The fact is that the DR of any given sensor is affected by its size and its technology. Technology advances as time goes by and you can see an improvement in the new G11/S90 sensor over the technology of the S100fs, despite the size difference (which is actually minute – represented by the outer two boxes on top of the above diagram when greatly enlarged.) This means that the G11/S90 sensor has improved in its recent generation while the S100fs never got the chance to improve. Fuji switched to EXR technology instead and dropped sensor sizes … twice.

What this all amounts to is that DR, and SNR (noise after normalization) and color depth is all relative. It’s on a continuum … there are no absolutes. And shooting different sensor sizes quickly shows you that the bigger the sensor, the better everything is in the image quality world.
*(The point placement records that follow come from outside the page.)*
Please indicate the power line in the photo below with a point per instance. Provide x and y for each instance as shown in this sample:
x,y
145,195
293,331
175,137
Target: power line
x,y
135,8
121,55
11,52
All three of these measures of an excellent image track very closely to the sensor size.

We are lucky that there is now a web site established by a well know lab (DXO) that demonstrates the native abilities of various sensors and sensor sizes. I have compared three sensor sizes for each of these values in order to show how closely these measurements follow the sensor sizes. This means that light happens to adhere to the laws of physics … which should come as a surprise to no one.

First, let me take one sentence from the DXOMark.com site discussing what constitutes the minimum bar for excellent imagery in all three categories.

An SNR value of 30dB reflects an excellent image quality. Low-Light ISO is then the highest ISO setting for the camera such that the SNR reaches this 30dB value while keeping a good dynamic range of 9 EVs and a color depth of 18bits.

So we have 30dB SNR, 9EVs DR, and 18bits color depth.

The sensors I chose from the site are the 1/2.3” sensor from the Panasonic FZ28, which is the only sensor of that size on the site. The HS10 has the same sized sensor, and so will track pretty closely. The S100fs is compared as it represents the largest sensor used in small sensor cams in recent years – 2/3”. And for reference I chose the Nikon D5000 with its APS-C sensor. This camera is selling these days for around $529 in Canada, a scant $30 more than the S100fsa and HS10 have sold for here. Of course, you still need to spend $300 to get a decent lens … but look at the numbers and you will see why so many are moving to dSLRs.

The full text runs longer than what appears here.